Re: [PATCH 10/13] util: hash: Reimplement virHashTable using GHashTable

Peter Krempa <pkrempa@xxxxxxxxxx> · Tue, 27 Oct 2020 13:09:38 +0100

On Tue, Oct 27, 2020 at 10:04:33 +0000, Daniel Berrange wrote:
> On Tue, Oct 27, 2020 at 10:53:12AM +0100, Peter Krempa wrote:
> > On Mon, Oct 26, 2020 at 16:08:34 +0000, Daniel Berrange wrote:
> > > On Mon, Oct 26, 2020 at 04:45:50PM +0100, Peter Krempa wrote:
> > > > Glib's hash table provides basically the same functionality as our hash
> > > > table.
> > > > 
> > > > In most cases the only thing that remains in the virHash* wrappers is
> > > > NULL-checks of '@table' argument as glib's hash functions don't tolerate
> > > > NULL.
> > > > 
> > > > In case of iterators, we adapt the existing API of iterators to glibs to
> > > > prevent having rewrite all callers at this point.
> > > > 
> > > > Signed-off-by: Peter Krempa <pkrempa@xxxxxxxxxx>
> > > > ---
> > > >  src/libvirt_private.syms |   4 -
> > > >  src/util/meson.build     |   1 -
> > > >  src/util/virhash.c       | 416 ++++++++++-----------------------------
> > > >  src/util/virhash.h       |   4 +-
> > > >  src/util/virhashcode.c   | 125 ------------
> > > >  src/util/virhashcode.h   |  33 ----
> > > 
> > > Our hash code impl uses Murmurhash which makes some efforts to be
> > > robust against malicious inputs triggering collisons, notably using
> > > a random seed.
> > > 
> > > The new code uses  g_str_hash which is much weaker, and the API
> > > docs explicitly recommend against using it if the input can be from
> > > an untrusted user.
> > 
> > Yes, I've noticed that, but didn't consider it to be that much of a
> > problem as any untrusted input which is stored in a hash table (so that
> > the attacker can use crafted keys) must be in the first place
> > safeguarded against OOM condition by limiting the input count/size.
> 
> The problem isn't OOM, rather it is algorithmic complexity. With malicious
> hash collisions the runtime lookup performance degrades to O(n) which can
> cause scalability concerns in some cases.
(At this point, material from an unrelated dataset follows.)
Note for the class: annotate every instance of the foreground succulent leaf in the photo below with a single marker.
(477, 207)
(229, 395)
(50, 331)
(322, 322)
I was pointing out that limiting the input size needed for OOM limit
conveniently limits the size of 'n'.

The worst case for a malicious actor that I can see is the block device
statistics code, where the worst case input would be based on 2 * 10 MiB
of json, where based on 200 bytes per entry you could achieve 100k hash
comparisons.

As noted though, I think we can use the better hash function we have.

The only difference will be probably that the seed will be global and
not per-table since glibs table doesn't support that. If that's not
acceptable we need to keep all the code since glibs hash table's hash
function prototype is:

guint
(*GHashFunc) (gconstpointer key);